I kissed him again, and he kissed me back. We stayed there, locked in each other’s lips for minutes—or was it hours—before we let go again.
This was exactly the kind of feeling I’d been chasing all my life, and I’d finally caught it. Why would I ever let it go?
This kind of positive codependence, this intoxicating addiction to another, this harmony between loving and being loved that I’d craved for so long.
“Do you think Enzo heard all that?” he asked, referring to his new employee, a pretty young man, who was a jokester through and through. He’d already learned the ropes and could manage the shop in our absence.
Not that we could be absent for long when the shop was busier than ever. Especially with Christmas and all the festivals going on around the island.
“I’d be surprised if the entire island didn’t hear us,” I told him.
His cheeks turned red, and he hid his face in his hands.
I watched him as if I could pretend I had a choice in the matter. My gaze naturally gravitated toward him, whether I liked it or not.

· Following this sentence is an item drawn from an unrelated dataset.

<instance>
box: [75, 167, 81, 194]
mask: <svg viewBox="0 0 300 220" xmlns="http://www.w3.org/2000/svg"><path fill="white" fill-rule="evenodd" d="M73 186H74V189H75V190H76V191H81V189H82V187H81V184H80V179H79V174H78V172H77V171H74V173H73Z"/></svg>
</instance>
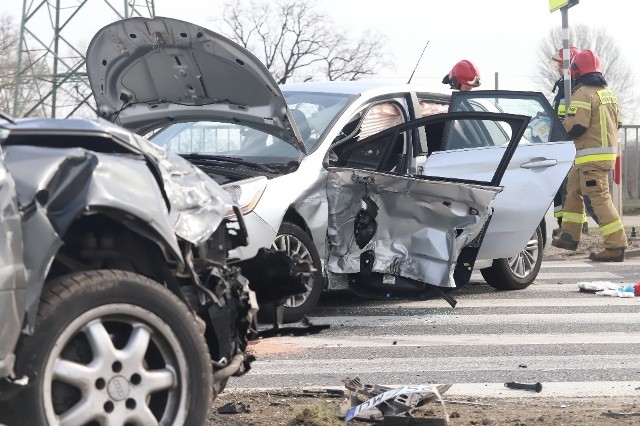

But I didn’t care. I could watch him forever.
“How…how do you feel about marriage?” I asked.
Normally I’d be afraid to ask it. I was before, but I wasn’t in that moment, with him trapped in my arms.
“That better not be how you’re proposing to me, Mr. Dorothy,” he said.
“Of course not. I just want to know how you feel about it.”
“I’d love to get married. One day. But we’ve been through a helluva a lot already. Maybe let’s take the rest of this nice and easy.”
I squeezed him against me and inhaled the scent of his hair, the smell of sex in the air.
“Nice and easy sounds good to me. As long as you’re not going anywhere.”
“I’m not. Are you?”
I shook my head. “I’m staying right here until you get sick of me.”
“Not possible.” He smiled.
I looked around us, the bright-blue sky through the skylight, and bit my lip.
“So am I staying here? Do you want me to move out?”
Now that Rat Man and the rest were in prison awaiting trial, there was no reason for me to be here. I didn’t need to protect him from anyone.
But I didn’t want to go.
I knew it was stupid. We’d literally just gotten together, and moving in with a guy just a few weeks in was crazy even if we were in love, but I couldn’t picture waking up without him. I didn’t want to.
“I like you here with me. Unless you want to go,” he said.
I cupped his face and let out a huff.
“Never gonna happen,” I told him.
He was it for me. I knew it with every fiber of my body.
So if he wanted me here, I wasn’t going anywhere.